What's new in 2023
New Arts programs
Major in Law and Ethics: Launching in Fall 2023
Available as a major starting in September 2023, this new program offers the opportunity for diverse disciplinary perspectives on the law and on ethics. It will give students the chance to think critically about the law and legal institutions, as well as a wide range of moral and legal issues. Studying law and ethics together makes it possible to raise fundamental questions about the ethics of various social practices, and about how laws can function to make a society more (or sometimes less) just.
Ethics, as practised in Philosophy, gives students the tools to assess the values expressed in the law and legal institutions. Students can also fulfil program requirements by taking courses in Ancient Studies, Anthropology, Criminology, English, History, Political Science, Religion, Social Justice and Community Studies, and Sociology.
Minor in Climate Change Studies: Available in Fall 2023
Climate change is one of the defining environmental and social problems of our lifetime. As a student pursuing a Minor in Climate Change Studies, you will engage in an interdisciplinary program of study that will prepare you for an understanding of climate change from diverse perspectives, examining scientific, political, psychological, economic and ethical dimensions of the problem and its solutions.
The new minor is housed within the Bachelor of Environmental Studies program, but it’s open to students in all programs across Saint Mary’s.
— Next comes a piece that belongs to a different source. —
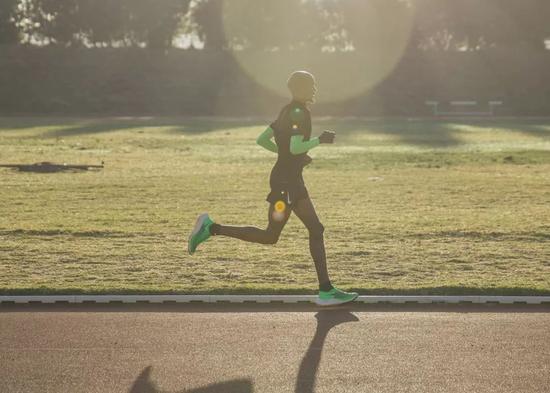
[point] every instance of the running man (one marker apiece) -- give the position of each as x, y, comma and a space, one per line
292, 134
Courses are drawn from disciplines such as Geography and Environmental Studies, Environmental Science, Global Development Studies, and Social Justice and Community Studies.
Special Topics courses: Summer 2023
Note: Courses are in person on campus, unless otherwise noted. When registering, look for the course and CRN numbers, as the special topics course titles are not always available in Banner.
GDST 4845/6645 Gender and Development
July 5 – Aug. 22, 2023 | Online (asynchronous) web course
Dr. Serperi Sevgur
This upper year seminar course explores how gender plays out in various facets of development. Drawing on theory and history, students explore core debates around the gendered nature of development, drawing on analyses of case studies, development policies and institutional practices. The course will examine gendered norms and their contestation, with a focus on unpacking the challenges and possibilities for achieving gender justice throughout the world.
HIST 3826 Heritage Field Placement (CRN 40873)
July and August, 2023 | 3 credit hours
New summer course! Earn course credits in July and August, working at museums and heritage sites. For more information and to register, contact Dr. Kirrily Freeman.
POLI 4826.1 Canadian Healthcare: Law, Policy and Politics
July 5 to Aug. 22, 2023
MW 9:30 a.m. – 12:30 p.m. in LA 283
Instructor: Megan Aiken
Canada’s healthcare system is regularly touted as a point of national pride and pillar of Canadian national identity. In this 3 credit hour course, students will come to understand the complexities of healthcare in Canada – beginning with the idea that Canada has no single healthcare system. Students will learn about the laws, policies and politics that led to health insurance (Medicare), how it developed through federal and provincial relations, and what contemporary crises exist within this complex regime. Topics include fiscal restraint and the COVID-19 pandemic, the ongoing fight for reproductive justice, equitable access to healthcare, and overcoming racial discrimination in the healthcare system. For information, contact firstname.lastname@example.org.
Special Topics courses: Fall 2023
PHIL 4826: Madness and Sanity
Special Topics in Philosophy
W 10 a.m. – 12:45 p.m.
Dr. Shelagh Crooks
This course examines the idea of madness in relation to its polar concept – sanity. Particular attention will be given to questions such as “Is madness a breakdown of rationality?” and “Is sanity synonymous with being rational?” Other questions to be considered: How has western society treated the mad, historically speaking? What roles do psychological, cultural or social factors play in our understanding of madness and sanity? Does science – in particular, the science of psychiatry – understand madness, and is it justified in seeking to treat it as an illness or disease? What makes “madness” or mental disorders, more generally, undesirable? What ethical problems are associated with madness? Do we treat the “mad” man / woman (so called) with dignity and respect? How should we treat such individuals?
For the most current course information, please refer to the Academic Calendar and Banner.